Optically pumped far-infrared (OPFIR) lasers are one of the most powerful continuous-wave THz sources. However, such lasers have long been thought to have intrinsically low efficiency and large sizes. Moreover, all previous theoretical models failed to predict even qualitatively the experimental performance at high pressures.
MIT MRSEC researchers have developed a new model that captures nearly the full physics of the lasing process and correctly predicts the behavior in the high-pressure regime. Validated against experiments, the model shows that nearly all previous OPFIR lasers were operating in the wrong regime, and that 10x greater efficiency is possible by redesigning the THz cavity with 1000x smaller volume.
Schematics of the compact OPFIR laser cavity. The cavity is a copper tube with a movable back wall used to tune the cavity frequency to match the laser gain, pumped with an IR laser through a pinhole in the front window. 13CH3F molecule gas is filled in the cavity.
With the ability to model the full physics of OPFIR lasers accurately, many further discoveries await the extension of these approaches to new gases and new cavity designs. For example, even more compact OPFIR lasers can be built by replacing the large-size CO2 pump laser with quantum cascade laser.

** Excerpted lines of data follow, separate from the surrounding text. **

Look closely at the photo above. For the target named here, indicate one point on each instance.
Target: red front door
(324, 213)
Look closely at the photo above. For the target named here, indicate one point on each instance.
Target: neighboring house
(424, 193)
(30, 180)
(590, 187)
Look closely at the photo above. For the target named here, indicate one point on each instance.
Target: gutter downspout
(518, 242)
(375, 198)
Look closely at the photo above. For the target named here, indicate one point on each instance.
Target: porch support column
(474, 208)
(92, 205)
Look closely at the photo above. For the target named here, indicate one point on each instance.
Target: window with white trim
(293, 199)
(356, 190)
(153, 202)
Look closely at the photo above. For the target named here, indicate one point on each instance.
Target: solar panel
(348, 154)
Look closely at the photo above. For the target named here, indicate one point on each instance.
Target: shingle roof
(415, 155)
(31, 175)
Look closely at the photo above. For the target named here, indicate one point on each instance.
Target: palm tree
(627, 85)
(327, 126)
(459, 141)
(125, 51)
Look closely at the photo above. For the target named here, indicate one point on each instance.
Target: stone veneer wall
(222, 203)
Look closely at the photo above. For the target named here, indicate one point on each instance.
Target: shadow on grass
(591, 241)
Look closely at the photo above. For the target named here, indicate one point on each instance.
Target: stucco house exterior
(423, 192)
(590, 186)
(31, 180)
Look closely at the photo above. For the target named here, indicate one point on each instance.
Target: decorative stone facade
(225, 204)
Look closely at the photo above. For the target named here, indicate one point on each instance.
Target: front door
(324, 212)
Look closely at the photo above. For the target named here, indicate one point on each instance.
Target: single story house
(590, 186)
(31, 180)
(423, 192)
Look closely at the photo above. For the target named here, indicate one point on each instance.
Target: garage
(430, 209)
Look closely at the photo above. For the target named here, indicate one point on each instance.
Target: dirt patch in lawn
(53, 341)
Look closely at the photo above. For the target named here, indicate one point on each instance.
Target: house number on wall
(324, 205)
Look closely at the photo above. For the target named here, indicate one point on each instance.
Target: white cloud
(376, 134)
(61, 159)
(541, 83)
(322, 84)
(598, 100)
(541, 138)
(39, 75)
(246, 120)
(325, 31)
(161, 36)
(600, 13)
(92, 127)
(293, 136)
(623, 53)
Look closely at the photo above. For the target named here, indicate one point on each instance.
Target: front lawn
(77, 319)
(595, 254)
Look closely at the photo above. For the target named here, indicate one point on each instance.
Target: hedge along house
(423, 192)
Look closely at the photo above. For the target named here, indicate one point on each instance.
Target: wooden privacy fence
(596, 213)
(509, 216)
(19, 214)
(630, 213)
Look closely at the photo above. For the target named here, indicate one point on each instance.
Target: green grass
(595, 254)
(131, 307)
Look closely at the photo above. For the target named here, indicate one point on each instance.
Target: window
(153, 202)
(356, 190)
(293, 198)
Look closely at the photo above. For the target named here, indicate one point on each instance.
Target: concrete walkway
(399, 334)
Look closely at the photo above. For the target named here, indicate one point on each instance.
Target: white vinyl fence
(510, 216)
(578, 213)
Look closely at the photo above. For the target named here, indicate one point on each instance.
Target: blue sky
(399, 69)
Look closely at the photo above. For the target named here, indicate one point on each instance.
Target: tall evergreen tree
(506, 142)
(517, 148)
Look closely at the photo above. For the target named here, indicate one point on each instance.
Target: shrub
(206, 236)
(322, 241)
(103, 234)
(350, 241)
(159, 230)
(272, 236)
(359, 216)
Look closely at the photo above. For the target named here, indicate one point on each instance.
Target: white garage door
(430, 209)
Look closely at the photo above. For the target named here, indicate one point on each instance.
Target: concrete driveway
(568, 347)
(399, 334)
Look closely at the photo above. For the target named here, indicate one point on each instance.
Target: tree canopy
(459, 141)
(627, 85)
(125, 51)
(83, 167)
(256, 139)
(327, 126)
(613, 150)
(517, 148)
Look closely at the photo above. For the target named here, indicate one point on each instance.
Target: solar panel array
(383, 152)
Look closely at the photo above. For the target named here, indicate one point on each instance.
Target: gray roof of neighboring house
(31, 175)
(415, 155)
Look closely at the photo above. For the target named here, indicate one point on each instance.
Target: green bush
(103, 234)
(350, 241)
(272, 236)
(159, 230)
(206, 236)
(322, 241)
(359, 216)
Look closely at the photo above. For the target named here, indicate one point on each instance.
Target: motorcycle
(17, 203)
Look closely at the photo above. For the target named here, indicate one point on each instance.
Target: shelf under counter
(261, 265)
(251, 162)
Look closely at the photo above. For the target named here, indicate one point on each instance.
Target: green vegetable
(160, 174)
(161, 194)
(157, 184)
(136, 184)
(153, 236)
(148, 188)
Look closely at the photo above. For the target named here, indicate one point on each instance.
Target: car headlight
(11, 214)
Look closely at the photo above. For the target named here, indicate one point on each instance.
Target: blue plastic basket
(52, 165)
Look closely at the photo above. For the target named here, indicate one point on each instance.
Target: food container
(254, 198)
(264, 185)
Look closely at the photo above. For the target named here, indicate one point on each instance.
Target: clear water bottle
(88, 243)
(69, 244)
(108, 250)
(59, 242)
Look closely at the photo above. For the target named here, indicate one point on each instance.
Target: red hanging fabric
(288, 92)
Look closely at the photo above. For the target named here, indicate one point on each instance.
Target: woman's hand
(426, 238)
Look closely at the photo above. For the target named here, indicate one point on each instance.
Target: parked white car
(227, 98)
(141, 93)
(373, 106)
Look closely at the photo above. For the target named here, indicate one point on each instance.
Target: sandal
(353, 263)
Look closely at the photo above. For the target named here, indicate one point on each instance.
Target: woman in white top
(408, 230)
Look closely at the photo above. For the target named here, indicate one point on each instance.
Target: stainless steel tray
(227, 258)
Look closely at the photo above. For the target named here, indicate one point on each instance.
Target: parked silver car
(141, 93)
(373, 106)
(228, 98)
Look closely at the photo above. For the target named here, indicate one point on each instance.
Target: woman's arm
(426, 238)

In addition, the frequency tunability of the quantum cascade laser makes it possible to achieve multiple laser lines within one compact OPFIR laser.
Total quantum efficiency (QE) of commercial OPFIR lasers and our Manley—Rowe compact OPFIR laser, normalized by the (MR) limit on QE. The experimentally demonstrated laser achieves a QE that is 29% of the MR limit which improves to 39% after cavity optimization. Both are 10x better than the best commercial laser at the same frequency, while being 1000x smaller.